Il quadro normativo non è affatto semplice e si complica ulteriormente se si considera che il legislatore, abdicando la sua funzione regolatrice della materia (consistente nella costante e repentina individuazione di cautele sempre nuove e sempre aggiornate in base agli sviluppi scientifici e tecnologici), al giorno d’oggi affida l’improbo compito al medesimo garante che poi chiama a rispondere degli eventi delittuosi. E’ la valutazione dei rischi imposta al datore di lavoro dagli artt. 17 e 28 del D.Lgs. 81/08 che costituisce, al giorno d’oggi, il principale presidio per la tutela dei lavoratori. Non a caso il primo documento che, in fase di indagine conseguente al verificarsi di un infortunio sul lavoro, viene richiesto dagli organi investigativi è proprio quello elaborato e custodito dal datore di lavoro ai sensi delle citate norme. Ed è a quel documento che spesso si ricorre per individuare i titolari delle posizioni di garanzia che. a vario titolo, possono essere coinvolte in qualità di imputati per il predetto infortunio. In questo ambito dunque, la compliance aziendale diventa il fulcro della tutela preventiva che il datore di lavoro deve elaborare per evitare di rimanere coinvolto in vicende estremamente delicate che, a prescindere dall’esito finale, comportano gravosi costi, non solo economici, per l’azienda. In altri termini, solo con un corretto sistema di deleghe di gestione e con un puntuale e scrupoloso risk assessment e conseguente risk management in tema di salute e sicurezza sul lavoro, un’impresa sana e virtuosa può prevenire ed evitare il pericolo insito nel dovere di garanzia incombente sul datore di lavoro e sulle altre figure di garanti previste dal D.Lgs. 81/08.

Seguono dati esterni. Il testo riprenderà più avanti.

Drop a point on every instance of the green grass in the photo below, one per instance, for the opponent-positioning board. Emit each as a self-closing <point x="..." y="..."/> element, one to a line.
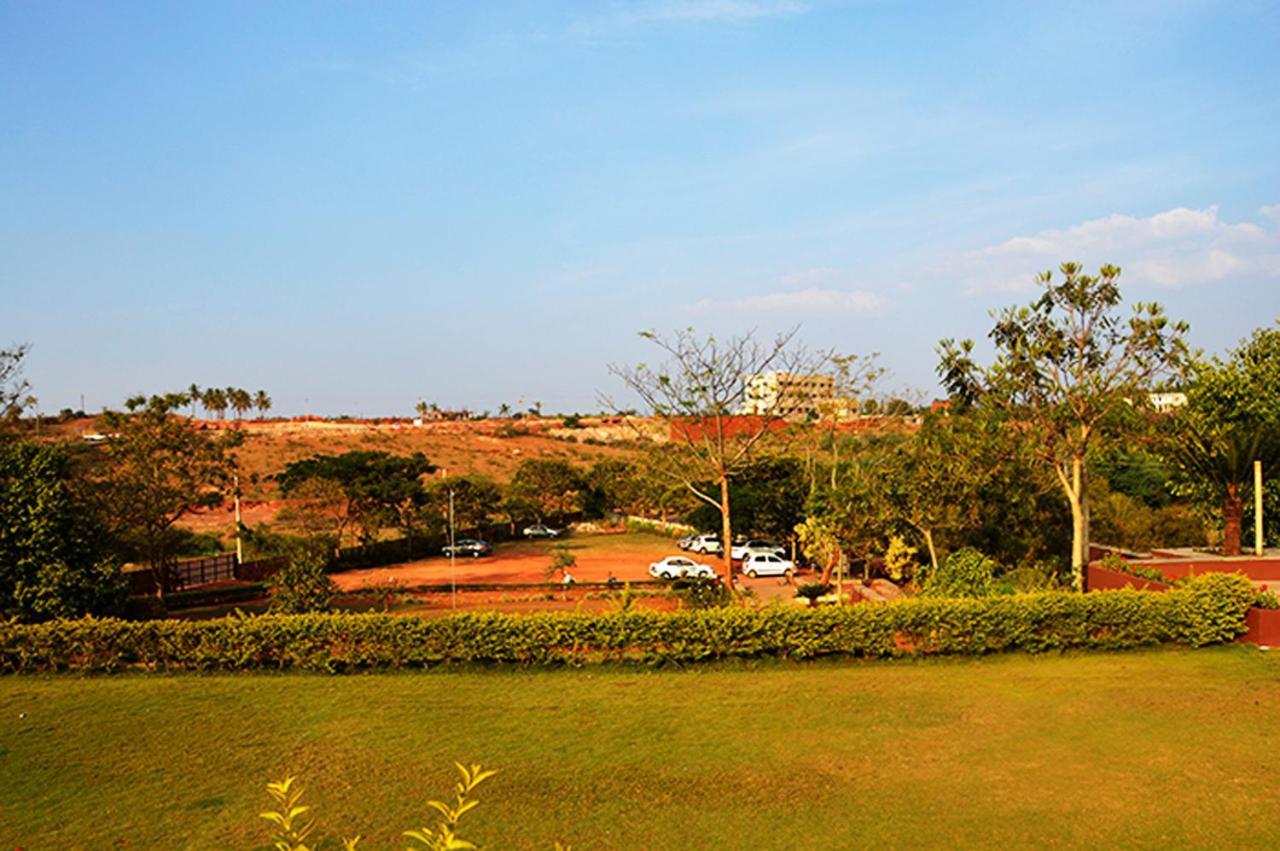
<point x="1165" y="747"/>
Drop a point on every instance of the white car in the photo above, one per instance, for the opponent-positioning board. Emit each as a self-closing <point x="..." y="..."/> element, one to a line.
<point x="704" y="544"/>
<point x="677" y="567"/>
<point x="767" y="564"/>
<point x="757" y="545"/>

  1. Lei cita spesso l’organizzazione aziendale. Può riferirci quali sono i criteri di imputazione della responsabilità penale nell’ambito imprenditoriale, con particolare riferimento al settore della salute e della sicurezza del lavoro.

Credo siano proprio i predetti criteri a rappresentare il tema più delicato per un’azienda. La regola è rappresentata dall’attribuzione di responsabilità penale direttamente al datore di lavoro, indentificabile nel soggetto titolare del rapporto di lavoro ovvero nel soggetto che ha la responsabilità dell’organizzazione nel cui ambito si svolge l’attività del lavoratore. Questo criterio spesso comporta una sorta di ingiustificata ed inaccettabile responsabilità da posizione ovviabile solo ed esclusivamente mediante un efficace sistema di deleghe di funzioni che sposti, almeno in parte, su altri soggetti la predetta posizione di garanzia e crei un virtuoso sistema di ripartizione dell’obbligo di garanzia tra più individui, delineando il cosiddetto sistema puntiforme della potenziale responsabilità penale. E’ naturale che l’istituto della delega di funzioni debba essere noto al datore di lavoro e gli strumenti per trasferire la posizione di garanzia debbano essere correttamente impiegati dal principale titolare della posizione di garanzia. Le aziende sono chiamate, in tal ottica, ad un costante ed attento impegno.